Su relación con los libros fue muy especial y tres libreros amigos suyos en Madrid, París y Ginebra le enviaban los libros por correo. En Ginebra, algunas veces lo acompañé a la librería de su amigo. Una de aquellas tardes es particularmente memorable, pues hablaron de ediciones de libros publicados en francés y de la historia de esas ediciones, por qué eran diferentes unas de otras y, desde luego, por qué unas eran más predilectas que otras. Esa tarde comprendí el significado de la palabra erudición.


A sus amigos libreros les solicitó que le consiguieran una edición muy especial del Espíritu de las Leyes de Montesquieu; también me pidió que lo acompañara en aquella búsqueda. Una mañana de domingo en Niza, en uno de esos maravillosos mercados de las pulgas a cielo abierto que tienen en aquellos lugares, encima de una pila de libros sobre una mesa de vieja madera, estaba el libro; el libro me había encontrado. Inmediatamente lo compré; el dependiente extrañadísimo de haber logrado una venta sin el consabido regateo. Se lo traje, lo hojeó, revisó, y después de un rato, con satisfacción y emoción, exclamó: ¡este es! Habían pasado 20 años.

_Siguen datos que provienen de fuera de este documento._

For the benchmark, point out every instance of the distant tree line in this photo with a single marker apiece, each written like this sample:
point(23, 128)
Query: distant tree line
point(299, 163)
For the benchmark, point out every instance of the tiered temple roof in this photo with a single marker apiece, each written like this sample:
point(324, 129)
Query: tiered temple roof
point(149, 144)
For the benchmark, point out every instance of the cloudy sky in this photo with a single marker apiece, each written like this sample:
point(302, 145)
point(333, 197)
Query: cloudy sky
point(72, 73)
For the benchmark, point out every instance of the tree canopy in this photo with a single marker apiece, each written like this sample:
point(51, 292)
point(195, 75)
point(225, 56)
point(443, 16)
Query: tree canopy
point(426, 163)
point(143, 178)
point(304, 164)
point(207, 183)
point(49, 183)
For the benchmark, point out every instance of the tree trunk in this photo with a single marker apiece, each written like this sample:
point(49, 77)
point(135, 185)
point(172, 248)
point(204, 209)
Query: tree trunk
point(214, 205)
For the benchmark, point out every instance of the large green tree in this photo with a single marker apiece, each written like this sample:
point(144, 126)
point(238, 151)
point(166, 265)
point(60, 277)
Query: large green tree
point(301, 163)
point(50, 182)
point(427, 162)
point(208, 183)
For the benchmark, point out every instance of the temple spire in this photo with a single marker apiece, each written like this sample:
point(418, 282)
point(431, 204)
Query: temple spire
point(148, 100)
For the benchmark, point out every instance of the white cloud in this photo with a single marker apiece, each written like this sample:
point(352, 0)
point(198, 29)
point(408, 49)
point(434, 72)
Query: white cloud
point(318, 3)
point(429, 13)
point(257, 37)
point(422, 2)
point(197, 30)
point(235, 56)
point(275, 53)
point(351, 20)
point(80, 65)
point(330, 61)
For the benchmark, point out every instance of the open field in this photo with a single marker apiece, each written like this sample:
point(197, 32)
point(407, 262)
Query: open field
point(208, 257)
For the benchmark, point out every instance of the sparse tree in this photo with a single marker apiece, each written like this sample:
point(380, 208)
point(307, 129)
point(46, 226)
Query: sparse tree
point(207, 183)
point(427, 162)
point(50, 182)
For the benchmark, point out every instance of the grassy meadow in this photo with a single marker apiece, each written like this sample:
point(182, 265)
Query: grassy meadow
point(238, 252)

Se fue ausentando, los fugaces instantes de conciencia fueron cada vez más escasos, pero en algún momento en el hospital le dije: Papá, “Volverán las oscuras golondrinas / en tu balcón sus nidos a colgar / y otra vez con el ala a sus cristales / jugando llamarán”. Reaccionó al instante; era uno de sus poemas favoritos. Lo recordó perfectamente y juntos declamamos a Gustavo Adolfo Bécquer. Fue el último contacto que tuvimos; murió a las pocas horas.
Conociéndolo, puedo asegurar que convertir a su amada universidad en custodio de su obra es el mejor homenaje que podemos hacerle. En la Universidad Nacional de El Salvador estudió, se doctoró y enseñó.
¡Sapere Aude! ¡Atrévete a saber!

Francisco Galindo Vélez es exEmbajador de El Salvador en Francia y Colombia, ex Representante del Alto Comisionado de las Naciones Unidas para los Refugiados (ACNUR) en Argelia, Colombia, Tayikistán y Francia, y ex Representante adjunto en Turquía, Yibuti, Egipto y México.